Back to the Steamy Tropics I - Tayrona National Park

 From the cool, 2000+ meter air of El Dorado and the Sierra Nevada, we dropped down to the Caribbean coast and Tayrona National Park.  Tayrona is a seaside gem of sand beach coves and coastal forest land. Another birding paradise.

We stayed just outside the park in a posh-ish resort, a welcome change from the relative rusticness of El Dorado.  A bar, a pool, an electronic bracelet to record any and all purchases, no need for money … being pampered has its place!




Tayrona’s beautiful coastline and the beach where we swam. Some nasty currents and  undertows make for dangerous swimming, but we found a section protected from the waves by some big rocks.

We did two half-day guided tours while at Tayrona and were delighted that they were each led by guides we had while in Minca and El Dorado … always a joy to see a familiar face and hear a familiar voice while a stranger in a strange land. Jaruen (pronounced like “Har-win”) was, in the 1980s, the first Audubon-trained birding guide in Colombia.  He heard and saw things totally opaque to our untrained senses.  Joi (pronounced “Joy”) is a 20-something, eager young man and colleague of Jaruen who had an uncanny ability to see shadowed bird and animal shapes among the dense forest’s dark leaves and branches.

With Jaruen, we did a pleasant tubing float down the Rio Don Diego, one of the six rivers that originate in the Sierra Nevada were we just were.  The wide river afforded us great views of egrets, pelicans, kingfishers, and more.

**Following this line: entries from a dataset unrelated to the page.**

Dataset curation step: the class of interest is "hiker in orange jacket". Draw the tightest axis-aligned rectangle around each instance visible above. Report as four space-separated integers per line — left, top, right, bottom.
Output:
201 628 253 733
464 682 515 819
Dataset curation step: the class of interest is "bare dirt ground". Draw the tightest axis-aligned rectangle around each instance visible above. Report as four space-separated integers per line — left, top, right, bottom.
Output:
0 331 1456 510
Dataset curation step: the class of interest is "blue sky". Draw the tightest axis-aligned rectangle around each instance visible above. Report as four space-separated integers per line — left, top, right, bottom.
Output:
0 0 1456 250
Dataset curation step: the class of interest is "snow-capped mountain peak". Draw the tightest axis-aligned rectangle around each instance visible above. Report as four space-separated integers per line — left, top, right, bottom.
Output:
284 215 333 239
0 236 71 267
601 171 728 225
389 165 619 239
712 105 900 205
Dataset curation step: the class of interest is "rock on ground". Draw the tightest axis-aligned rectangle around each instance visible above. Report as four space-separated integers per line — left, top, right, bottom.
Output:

Roseate spoonbill on Rio Don Diego

Magnificent frigate soaring over the mouth of the Don Diego

Jaruen is much more than a birding guide; rather, a very learned man about his country and its natural and cultural heritages.  He took us to a small museum dedicated to one of the four descendent peoples of the “original” Tayronas (current theory says the indigenous peoples of South American migrated from the north via Central America - the Kogi people. They have maintained much of their language and customs against forces that push toward assimilation, much as we see in North America, Oceania, and elsewhere.  Remnants of the Tayronas, themselves, are evident in complex stone terraces that reach back to the 7th century of the common era.

The small museum dedicated to Kogi culture

A nearly 1400 year old stone terrace created by the original Tayrona people

With Joi, we had a nice morning walk along Tayrona’s pathways where we spotted woodpeckers (“carpenteros”), jacamars, flycatchers, and wrens. And also this:

Joi spotted this “blog” high up in the trees, a mother sloth (whose face you can see in the lower right-hand quadrant of the photo) and her baby who, we think, lies upside down near the center of the photo.